Ever wanted to mess with people scanning the web for vulnerabilities? I certainly did. This is the story how I found a way to punish them, then used Rust to improve it, and then killed my web server using a van.
有没有想过给那些总是利用网络漏洞搞爬虫的人添点堵?作者做到了。这个故事是如何找到一种惩罚他们的方式,然后使用 Rust 来改进它,然后用van干崩溃了服务器的故事。
Step 0: Getting Annoyed 生气
Alright, so if you’ve ever run a website at any scale, and happen to look at the access logs, you will soon find that a lot of requests coming in has nothing to do with your website. A lot of them instead look at paths like /wp-login.php
, /.env
and /.git/config
. Turns out a lot of different people want to either steal your database password or try to login to your WordPress site. While not surprising, it is a bit annoying when you try to check stats of your site.
好吧,如果你曾经运行过任何规模的网站,并且碰巧查看了访问日志,你很快就会发现很多请求与你的网站无关。他们中的很多人反而会看像 /wp-login.php
, /.env
和 /.git/config
这样的路径。事实证明,很多不同的人想要窃取您的数据库密码或尝试登录您的WordPress网站。虽然这并不奇怪,但当你试图检查网站的统计数据时,这有点烦人。

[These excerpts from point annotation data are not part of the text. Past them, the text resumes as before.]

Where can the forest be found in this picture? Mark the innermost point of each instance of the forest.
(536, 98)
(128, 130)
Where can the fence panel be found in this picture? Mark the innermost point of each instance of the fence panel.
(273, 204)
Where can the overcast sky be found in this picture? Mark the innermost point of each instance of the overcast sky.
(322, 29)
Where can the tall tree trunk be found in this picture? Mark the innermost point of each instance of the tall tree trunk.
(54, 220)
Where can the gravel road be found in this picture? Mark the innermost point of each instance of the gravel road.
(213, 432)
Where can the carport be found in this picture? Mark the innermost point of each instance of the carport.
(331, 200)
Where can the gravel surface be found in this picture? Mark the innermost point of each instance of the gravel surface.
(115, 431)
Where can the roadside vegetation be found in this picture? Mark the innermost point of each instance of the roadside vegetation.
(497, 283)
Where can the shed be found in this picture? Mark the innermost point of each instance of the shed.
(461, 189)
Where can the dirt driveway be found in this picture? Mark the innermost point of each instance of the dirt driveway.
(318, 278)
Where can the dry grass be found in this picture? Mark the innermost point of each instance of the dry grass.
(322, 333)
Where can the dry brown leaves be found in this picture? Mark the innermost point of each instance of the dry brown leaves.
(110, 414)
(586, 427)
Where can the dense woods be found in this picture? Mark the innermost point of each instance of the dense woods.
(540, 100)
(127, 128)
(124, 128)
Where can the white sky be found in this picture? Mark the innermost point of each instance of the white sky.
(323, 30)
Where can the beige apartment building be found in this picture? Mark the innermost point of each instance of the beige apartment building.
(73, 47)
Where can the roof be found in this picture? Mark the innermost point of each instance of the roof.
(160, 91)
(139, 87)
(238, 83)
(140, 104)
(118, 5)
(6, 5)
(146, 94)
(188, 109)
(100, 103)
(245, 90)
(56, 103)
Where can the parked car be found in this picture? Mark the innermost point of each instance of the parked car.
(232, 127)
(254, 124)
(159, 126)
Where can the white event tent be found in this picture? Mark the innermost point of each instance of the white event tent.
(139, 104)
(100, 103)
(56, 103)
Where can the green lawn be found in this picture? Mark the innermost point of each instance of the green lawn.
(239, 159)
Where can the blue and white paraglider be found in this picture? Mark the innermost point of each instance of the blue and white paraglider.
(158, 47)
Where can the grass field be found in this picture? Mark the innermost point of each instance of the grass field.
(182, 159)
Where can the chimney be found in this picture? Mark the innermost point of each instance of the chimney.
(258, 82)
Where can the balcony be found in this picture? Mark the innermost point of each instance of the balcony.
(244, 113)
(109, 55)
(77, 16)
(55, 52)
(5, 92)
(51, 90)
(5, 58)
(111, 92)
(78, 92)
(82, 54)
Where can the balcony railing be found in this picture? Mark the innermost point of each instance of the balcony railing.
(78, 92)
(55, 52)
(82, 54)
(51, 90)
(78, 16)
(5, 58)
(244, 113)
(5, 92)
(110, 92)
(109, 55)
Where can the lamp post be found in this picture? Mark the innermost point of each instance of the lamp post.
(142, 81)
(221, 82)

This is of course an automated process (or well, some maniac might do this manually, it’s a big internet after all). It won’t help updating your /robots.txt
(a file describing how bots are allowed to check your website), because no self-respecting password-stealing bot would ever bother to read it. However, big companies like Google do respect this file (with some exceptions). Could we somehow use this to our advantage?
这当然是一个自动化的过程(或者,一些疯子可能会手动完成,毕竟林子大了什么鸟都有)。它不会帮助更新你的 /robots.txt
,因为密码窃取机器人不会费心去读它。然而,像谷歌这样的大公司确实使用到这个文件(除了一些例外)。能不能利用这一点?
Step 1: Finding the Gates of Hell
第一步:寻找地狱之门
In looking into ways to mess with our annoying bot friends I stumbled upon HellPot, an HTTP honeypot designed to crash bots attempting to scrape a website by simply giving them what the asked for. Any HTTP request to HellPot on specified paths (like the aforementioned /wp-login.php) will be met with an eternal stream of data from The Birth of Tragedy (Hellenism and Pessimism) by Friedrich Nietzsche, that kind of looks like a website. We just make sure to put the same paths in our robots.txt to avoid bingbot experiencing Nietzsche at several MB/s.
在研究如何给这些烦人的机器人制造障碍时,作者偶然发现了HellPot,这是一个HTTP蜜罐技术,旨在通过简单地给他们所要求的内容来崩溃试图抓取网站的机器人。
任何在指定路径(如前面提到的 /wp-login.php
)上对HellPot的HTTP请求都会遇到无穷尽数据流,作者给他们来了一套尼采的《悲剧的诞生》全文;这些内容看起来像是一个真实的网站上的。只是确保在 robots.txt
中放置相同的路径,以避免bingbot以过快的速度获取这些“悲剧”。